Da qualche anno, Disney e Pixar stanno utilizzando il proprio potere comunicativo e la presa su un pubblico di bimbi e ragazzini per comunicare una nuova idea di società, per riscrivere i canoni sociali e culturali su cui si sono basate generazioni e migliorarli alla luce di come i costumi si evolvono. Per esempio, attraverso Cars e gli spin-off Planes stanno ridipingendo la figura dell’eroe maschile, del vincitore, di colui di cui tutti hanno bisogno esaltando il ruolo del gruppo e soprattutto la bellezza del farsi da parte, del rinunciare quando è utile.

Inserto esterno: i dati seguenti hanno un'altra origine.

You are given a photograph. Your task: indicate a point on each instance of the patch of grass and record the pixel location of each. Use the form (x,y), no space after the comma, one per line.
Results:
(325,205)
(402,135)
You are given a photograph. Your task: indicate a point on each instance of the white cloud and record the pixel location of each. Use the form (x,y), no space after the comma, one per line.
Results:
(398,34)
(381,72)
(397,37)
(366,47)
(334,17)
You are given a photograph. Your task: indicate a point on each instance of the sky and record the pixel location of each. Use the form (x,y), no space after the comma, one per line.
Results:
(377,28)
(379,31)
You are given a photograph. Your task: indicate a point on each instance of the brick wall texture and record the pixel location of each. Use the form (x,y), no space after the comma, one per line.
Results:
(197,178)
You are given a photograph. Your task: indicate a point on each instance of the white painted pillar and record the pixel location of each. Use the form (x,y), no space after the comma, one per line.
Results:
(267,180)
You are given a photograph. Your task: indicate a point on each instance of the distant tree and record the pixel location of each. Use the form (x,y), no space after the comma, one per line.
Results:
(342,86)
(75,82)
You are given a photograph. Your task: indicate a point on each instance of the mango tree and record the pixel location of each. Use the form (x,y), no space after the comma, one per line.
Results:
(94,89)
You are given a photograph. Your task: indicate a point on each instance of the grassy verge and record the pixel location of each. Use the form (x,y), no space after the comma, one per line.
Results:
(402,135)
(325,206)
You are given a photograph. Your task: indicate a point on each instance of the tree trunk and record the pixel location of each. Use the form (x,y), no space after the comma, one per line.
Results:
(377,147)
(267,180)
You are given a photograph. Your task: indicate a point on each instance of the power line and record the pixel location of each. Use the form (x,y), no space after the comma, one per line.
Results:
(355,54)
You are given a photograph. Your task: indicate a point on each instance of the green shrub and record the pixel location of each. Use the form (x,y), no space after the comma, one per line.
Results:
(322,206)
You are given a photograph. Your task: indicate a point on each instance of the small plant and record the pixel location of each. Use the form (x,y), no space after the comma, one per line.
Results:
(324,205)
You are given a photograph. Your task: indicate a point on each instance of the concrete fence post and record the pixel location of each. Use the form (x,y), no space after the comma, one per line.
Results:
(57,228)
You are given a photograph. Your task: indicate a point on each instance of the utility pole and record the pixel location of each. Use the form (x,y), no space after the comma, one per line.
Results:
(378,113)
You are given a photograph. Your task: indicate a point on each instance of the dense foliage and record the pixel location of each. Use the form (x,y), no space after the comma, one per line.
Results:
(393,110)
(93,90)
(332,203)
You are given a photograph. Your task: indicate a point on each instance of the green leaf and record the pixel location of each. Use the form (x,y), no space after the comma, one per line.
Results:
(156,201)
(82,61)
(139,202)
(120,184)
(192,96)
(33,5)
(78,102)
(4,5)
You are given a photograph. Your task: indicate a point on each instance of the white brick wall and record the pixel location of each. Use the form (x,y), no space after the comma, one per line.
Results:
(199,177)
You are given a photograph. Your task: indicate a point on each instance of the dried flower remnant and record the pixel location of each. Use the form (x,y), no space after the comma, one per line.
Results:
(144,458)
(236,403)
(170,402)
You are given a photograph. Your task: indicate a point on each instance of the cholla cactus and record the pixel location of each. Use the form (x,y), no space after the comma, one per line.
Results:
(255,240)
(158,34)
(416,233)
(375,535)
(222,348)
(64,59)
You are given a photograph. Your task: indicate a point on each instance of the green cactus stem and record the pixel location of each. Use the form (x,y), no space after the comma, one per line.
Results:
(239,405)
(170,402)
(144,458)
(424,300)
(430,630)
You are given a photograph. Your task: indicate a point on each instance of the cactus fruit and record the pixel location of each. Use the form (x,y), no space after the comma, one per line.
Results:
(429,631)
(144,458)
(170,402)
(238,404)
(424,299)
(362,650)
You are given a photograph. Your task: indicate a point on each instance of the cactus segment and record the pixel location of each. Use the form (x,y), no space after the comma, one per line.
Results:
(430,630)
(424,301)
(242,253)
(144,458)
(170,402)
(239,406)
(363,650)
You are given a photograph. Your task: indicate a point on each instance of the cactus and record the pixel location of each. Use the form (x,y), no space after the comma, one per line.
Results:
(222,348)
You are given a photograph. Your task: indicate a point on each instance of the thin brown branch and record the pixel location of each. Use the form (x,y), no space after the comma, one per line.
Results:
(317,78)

Lightyear – La vera storia di Buzz prosegue questo compito partendo dal personaggio dell’astronauta di Toy Story e raccontandone l’origine (stando alla continuità della serie, questo sarebbe il film che il piccolo Andy vede quando decide di comprare il giocattolo), ovvero quella di uno Space Ranger che durante una missione esplorativa danneggia la tecnologia che avrebbe permesso al suo equipaggio di tornare a casa. Mentre i suoi compagni si adattano, lui cerca di riparare al suo danno, viaggiando all’iper-velocità cosicché 4 minuti per lui siano 4 anni per chi lo circonda. Di volta in volta, il tempo passa e dopo l’ennesima spedizione, trova il pianeta invaso da robot ostili guidati da Zurg e tutti i suoi amici morti. Dovrà confrontarsi ora con una nuova generazione di Ranger.



Diretto da Angus MacLane e da lui scritto con Jason Headley e Matthew Aldrich, Lightyear è un film d’azione animato, una space-opera che guarda nella grafica al mondo dei videogiochi e che cerca di trovare quell’equilibrio perfetto tra avventura, idee, divertimento ed emozione che ha retto la serie madre almeno per i primi tre film (ma anche il quarto, con tutti i suoi difetti).

Il film è di fatto un bignami di fantascienza per chi i classici ancora non li ha visti – ovvero i bimbi intorno ai 10 anni – e che può divertirsi a mescolare Star Wars e Alien con Battlestar Galactica, ed è un film che cerca di spostare l’attenzione dello spettatore dall’epica eroica dell’uomo solo contro tutti a quella di chi deve fidarsi degli altri, mettendosi al servizio del gruppo, tralasciando il dovere di essere un eroe e salvare il mondo – come dice Izzy al protagonista – che la società militarista ha imposto e di cui certo cinema è stato portavoce.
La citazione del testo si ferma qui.